In the Seminar for International Teaching Assistants, we have a great conversation at the beginning of the semester about non-verbal communication. It's related to teaching but we expand to everyday life.

 One topic is moving around, how in Asian cultures teachers stand in one area and don't move around the room. Moving around keeps students focused, though. I remember having a crush on my Economics professor in collage because he'd pace across the stage, moving his arms up and down to emphasize points. He was so passionate about such a boring subject. Once an older student from China came into the room and I was sitting or learning on the desk. I introduced myself by my first name, and he nearly out of his desk.

One thing I've learned lately that I didn't know was that in many Asian countries, crossing your legs is a no-no. But that's so ladylike here! Plus it is much more polite for both genders than leaning back with knees out. Apparently, this is considered arrogant in Japan. It's informal in Korea, so don't do it except with friends there. Be aware if interviewing for a job there!

Eye contact is a biggie. BIGGIE, as my mom would say. Asians hold it a shorter time and don't make it with strangers. Children in Asia, the Middle East and Africa can not look their parents in the eye when being scolded, the opposite of the U.S. Men sometimes defer eye contact out of respect. Europeans and North Americans would think they are hiding something. In France, people on the subway would just stare at me, and stare, and it was so unsettling. I think in a dangerous situation, it's good to make short eye contact to show you aren't afraid or weak. My international students from Asian avoid it on campus and thus don't often fit in.

What I didn't know, was that women in business often use social eye contact, looking around the nose area, and are considered flirty. They are taken more seriously if they look people around the forehead area.

So much misunderstanding occurs due to non-verbal behavior, which varies among genders and cultures.
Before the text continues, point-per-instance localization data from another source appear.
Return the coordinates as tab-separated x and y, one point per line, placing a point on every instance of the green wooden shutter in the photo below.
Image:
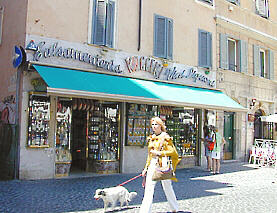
110	24
243	51
99	20
204	49
234	1
223	51
209	50
169	38
262	8
160	36
271	64
256	59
Tuesday, September 2, 2014

Arise and Rise: What's the difference?

Today I taught irregular verbs to group of intermediate grammar students, mostly from China. They have all been here a while but still have such trouble with grammar. The first chapter of the level 3 book skims over simple present and present progressive, like it's an easy review. Well, sure, it's an easy review, but understanding and using are quite different. The verb forms are so messy with "I going" and "I am goes" and sadly some are fossilized. One student went to middle and high school here and said no one ever taught her grammar! In my experience, the longer a student has been in the U.S., the more problems he or she has with grammar.

A student asked me the difference between "arise" and "rise". I looked it up - isn't Google search just wonderful in the classroom? "Rise" is to ascend but it's physical, literal. We had just gone over literal and figurative meanings, since they recognized "hang" in "hang out" and "hangover" more than they did the original meaning. "Arise" means the same thing but in non-tangible situations such as problems, situations, coups d'état, and so on. Who da thunk? I suppose I should warn them that Americans confuse past and past participles. I seen it. I should of did it. I'll let them figure that out later on.